Queens of the Stone Age is an American rock band from Palm Desert, California, formed in 1996. The band frequently changes its line-up, and its records often include guest appearances. The only permanent member of the band is founder Josh Homme, with guitarist Troy Van Leeuwen having been a member since the release of the band's third studio album, Songs for the Deaf, in 2002. Bassist Michael Shuman and keyboardist and guitarist Dean Fertita both joined the band in 2007 to tour in support of its fifth studio album, Era Vulgaris (2007).
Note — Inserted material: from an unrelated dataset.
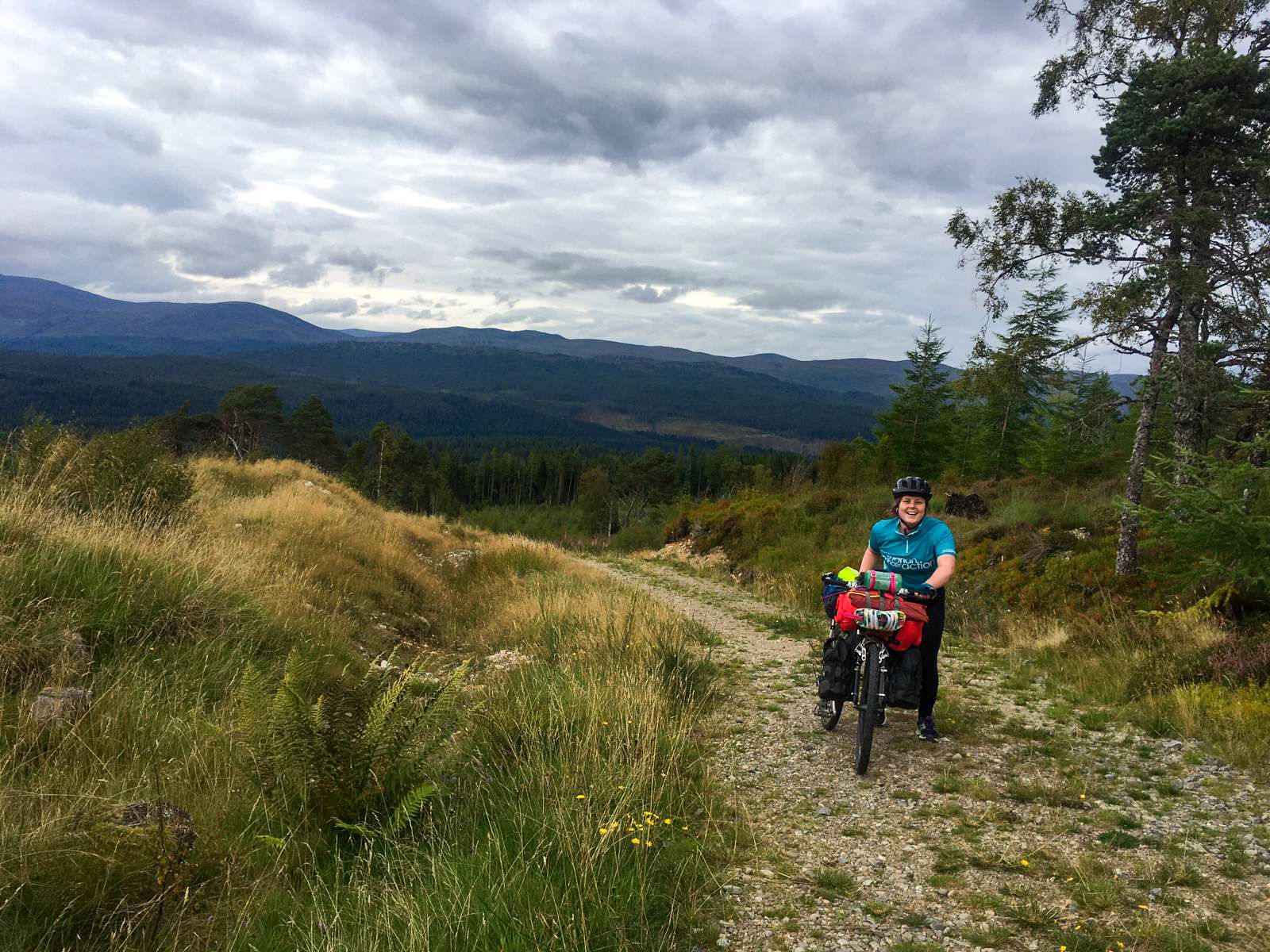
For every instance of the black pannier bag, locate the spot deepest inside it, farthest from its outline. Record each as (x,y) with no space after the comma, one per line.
(905,679)
(837,681)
In 2013, Queens of the Stone Age recorded the album ...Like Clockwork (2013) and Jon Theodore joined as permanent drummer the following year.

== History ==
Queens of the Stone Age was founded by Homme after the breakup of Kyuss, under the name Gamma Ray. This new band released a self titled EP. featuring Matt Cameron of Soundgarden and Pearl Jam, Van Conner from Screaming Trees, and percussionist Victor Indrizzo.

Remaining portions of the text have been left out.